Thursday, February 16, 2017


Matt Damon     Willem Dafoe     Tian Jing     Pedro Pascal     Andy Lau     Hanyu Zhang

     Visually striking with some impressive special effects, The Great Wall could be a lesson in our current times as to how effective walls are for countries.  The Tao Tei are vicious monsters known for invading China every sixty years, and that time has come again.  They are fearsome dinosaur-like (allosaurus) beasts with huge heads and pointed teeth.  They come in droves—thousands at a time—and can climb walls and leap into the air.  They’re even smart enough to figure out how to get inside the wall and attack from there.  The Chinese have their own special weapons, including balls of black powder that explode on impact or near fire.  They can send out female warriors anchored by ropes on narrow protruding fingers high up on the wall to fight in the air.  They can send out comets of fire to light on the invading troops. 

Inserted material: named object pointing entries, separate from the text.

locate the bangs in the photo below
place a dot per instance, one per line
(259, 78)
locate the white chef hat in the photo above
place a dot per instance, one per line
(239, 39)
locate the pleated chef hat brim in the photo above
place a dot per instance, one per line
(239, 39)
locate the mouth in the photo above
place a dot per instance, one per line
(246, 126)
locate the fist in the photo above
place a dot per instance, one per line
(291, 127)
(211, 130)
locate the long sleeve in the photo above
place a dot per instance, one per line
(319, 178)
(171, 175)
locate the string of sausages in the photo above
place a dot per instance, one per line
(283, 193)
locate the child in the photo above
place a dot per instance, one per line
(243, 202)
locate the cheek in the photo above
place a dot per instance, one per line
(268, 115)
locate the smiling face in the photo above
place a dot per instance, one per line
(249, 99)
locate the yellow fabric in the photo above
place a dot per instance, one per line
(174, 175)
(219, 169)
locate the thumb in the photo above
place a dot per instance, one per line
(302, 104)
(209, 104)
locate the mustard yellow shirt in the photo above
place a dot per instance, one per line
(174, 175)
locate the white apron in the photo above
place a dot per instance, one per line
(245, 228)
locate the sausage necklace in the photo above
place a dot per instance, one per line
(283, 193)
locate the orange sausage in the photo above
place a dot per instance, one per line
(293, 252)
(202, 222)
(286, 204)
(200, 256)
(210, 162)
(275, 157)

     Unfortunately, the story and the dialog among characters tend toward the unimaginative and ordinary.  Basically, two scruffy men hoping to beg, borrow, or steal the rare black powder, are captured by Chinese militia and taken prisoner.  William (Damon) is experienced in warfare all over the world and looks at the situation they’re in with the intent of finding an intelligent escape.  His friend Tovar (Pascal) is not as smart or sensible, and when they encounter another prisoner who has been there 25 years after he was caught trying to steal black powder, they devise a plan of escape.  The Chinese will not allow any of them to leave the compound so as to prevent any knowledge of their secret weapons getting out.  William and Tovar were supposed to be killed, but after they proved their mettle in a surprise attack by the Tao Tei, they were spared.

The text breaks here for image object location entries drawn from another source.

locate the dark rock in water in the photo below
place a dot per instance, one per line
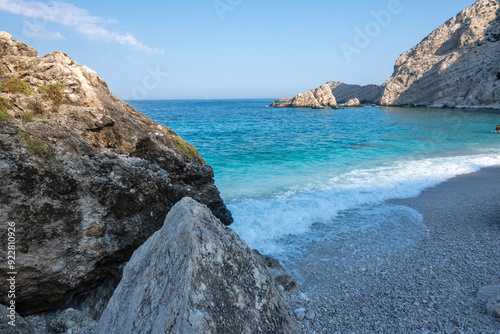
(95, 301)
(345, 92)
(85, 178)
(493, 306)
(195, 276)
(21, 325)
(280, 275)
(353, 103)
(71, 319)
(318, 98)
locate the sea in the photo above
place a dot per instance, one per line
(295, 177)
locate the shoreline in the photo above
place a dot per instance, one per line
(375, 283)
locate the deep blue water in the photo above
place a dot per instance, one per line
(282, 170)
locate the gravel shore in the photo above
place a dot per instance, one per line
(418, 279)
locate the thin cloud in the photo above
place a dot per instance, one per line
(73, 17)
(38, 32)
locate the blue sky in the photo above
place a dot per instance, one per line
(227, 48)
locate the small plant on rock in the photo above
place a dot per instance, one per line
(34, 145)
(52, 92)
(27, 117)
(39, 109)
(15, 86)
(4, 105)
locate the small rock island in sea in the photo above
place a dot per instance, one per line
(456, 66)
(87, 180)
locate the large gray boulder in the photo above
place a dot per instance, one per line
(195, 276)
(457, 65)
(85, 178)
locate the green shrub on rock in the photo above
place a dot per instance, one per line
(4, 105)
(15, 86)
(52, 92)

     Then, there is a complication.  Commander Lin (Jing) and William have developed an awkward relationship that is part competitive, part respectful and part mistrust.  In their brief encounters, she does get through to him on the importance of trust (xin ren), which influences his usually mercenary intentions.  In demonstrating to the Chinese his military skill and getting their respect, he becomes more invested in protecting them and, potentially, the whole world, because military strategist Wang (Lau) has said that China would be only the first country to fall prey to the Tao Tei.
     Tovar is incredulous and scornful of William, and thus begins a real schism between them that has been simmering for a long time.  The rest of the story plays out much as one would expect, with harrowing scenes, intrigue among the three rogues, and Chinese cunning.

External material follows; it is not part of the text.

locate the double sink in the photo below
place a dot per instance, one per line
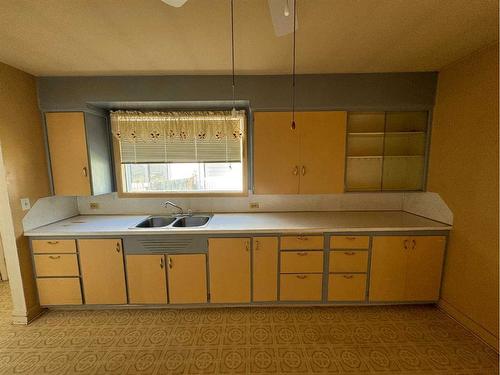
(166, 222)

     Damon is up to his award-winning reputation, but I was disappointed in Dafoe’s character not being more sinister, which he does so well.  That has more to do with direction, most likely, than to him personally.  Pascal is convincing as a rascal, and pulls off some of the few acerbic comedy scenes. 
     At a time when the Chinese and the U.S. are launching a major collaboration in filmmaking, this film may be a harbinger of success, but maybe not.  Director Yimou Zhang (House of Flying Daggers, filming of the opening and closing of the Beijing 2008 Olympic Games), a respected filmmaker, must have had to incorporate the input of many writers and producers, which sometimes has a blunting effect on creativity.  At any rate, The Great Wall will probably not be an A-list movie, but for those who like action more than dialog and story, it may satisfy.

Special effects over story for this film.